Suter, Martin «Allmen et la disparition de Maria» (2015)

Suter, Martin «Allmen et la disparition de Maria» (2015)

4ème enquete de Von Allmen..

Résumé : La nouvelle enquête du détective zurichois prend une tournure peu ordinaire lorsque Maria, l’amie de son dévoué serviteur Carlos, est enlevée. La rançon exigée conduira les deux hommes à croiser des personnages bien singuliers… Spécialisé dans la recherche d’œuvres d’art, Allmen fait preuve de perspicacité et navigue avec flegme et aisance dans les milieux artistiques. De surprises en rebondissements, mais toujours avec élégance, il dirige brillamment son enquête et l’on se délecte à le suivre dans cette nouvelle aventure !

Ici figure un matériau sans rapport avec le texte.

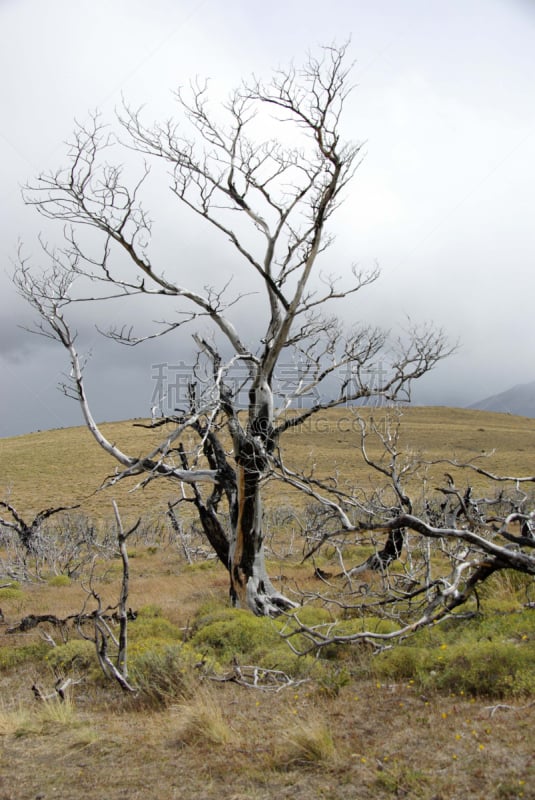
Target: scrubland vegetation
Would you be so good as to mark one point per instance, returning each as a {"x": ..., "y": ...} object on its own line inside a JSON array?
[{"x": 223, "y": 705}]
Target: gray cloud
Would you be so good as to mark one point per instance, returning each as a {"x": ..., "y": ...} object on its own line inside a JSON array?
[{"x": 443, "y": 201}]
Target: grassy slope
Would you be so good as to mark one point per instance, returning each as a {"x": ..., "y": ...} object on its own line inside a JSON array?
[
  {"x": 66, "y": 466},
  {"x": 371, "y": 741}
]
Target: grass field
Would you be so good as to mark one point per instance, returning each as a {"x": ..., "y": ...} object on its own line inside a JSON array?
[{"x": 448, "y": 715}]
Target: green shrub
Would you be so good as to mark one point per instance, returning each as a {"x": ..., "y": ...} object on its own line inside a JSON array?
[
  {"x": 14, "y": 656},
  {"x": 151, "y": 610},
  {"x": 164, "y": 674},
  {"x": 153, "y": 627},
  {"x": 12, "y": 592},
  {"x": 59, "y": 580},
  {"x": 494, "y": 669}
]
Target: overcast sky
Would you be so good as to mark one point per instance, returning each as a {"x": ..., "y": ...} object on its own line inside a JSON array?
[{"x": 444, "y": 200}]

Mon Avis : 190 pages. C’est la suite du précédent. Je pense même qu’il faut avoir lu « Allmen et les dahlias » avant. Et même là, j’ai trouvé cet opus décevant, au niveau de l’intrigue car l’humour est toujours bien présent. Mais cette série est davantage un prétexte à la peinture d’un monde en voie de disparition qu’une série policière. Alors goutons de la plume de l’auteur et oublions le reste… Par contre j’ai bien aimé la face cachée Allmen, qui se soucie de Carlos, qui modifie son comportement en conséquence.. Derrière le dandy, l’homme de cœur sommeille… et un petit indice sur qui est à l’origine le personnage principal de la série..

Extraits :

le bref éclat de rire avec lequel les gens dont l’emploi du temps est désespérément saturé réagissent à une proposition de rendez-vous.

Plus elle faisait de vacarme, plus elle criait, plus elle trépignait et couinait, plus la panique montait en elle. Elle se cabra comme un animal pris au piège jusqu’à ce que ses forces l’abandonnent.

Elle avait souvent cru déceler en lui une tendance à fermer les yeux pour ne pas voir les choses désagréables de l’existence.

Ne rien faire lui était devenu insupportable. Mais à présent qu’il avait trouvé une activité, il était bien forcé de constater qu’elle ne le distrayait pas non plus.

Ce qui, parfois, le maintenait éveillé, ce n’étaient pas les soucis. C’était l’insouciance qui, de temps en temps, l’empêchait tout simplement d’aller dormir.

Au Guatemala, un « petit problème » pouvait avoir toutes les dimensions imaginables,

Le bruit le plus puissant à l’intérieur de la voiture provenait du bref bégaiement de l’un des balais d’essuie-glace, une fois sur deux, lorsqu’il revenait sur sa course.

Car il ne mesurait pas la richesse d’un homme à l’argent qu’il possédait. Mais à celui qu’il dépensait.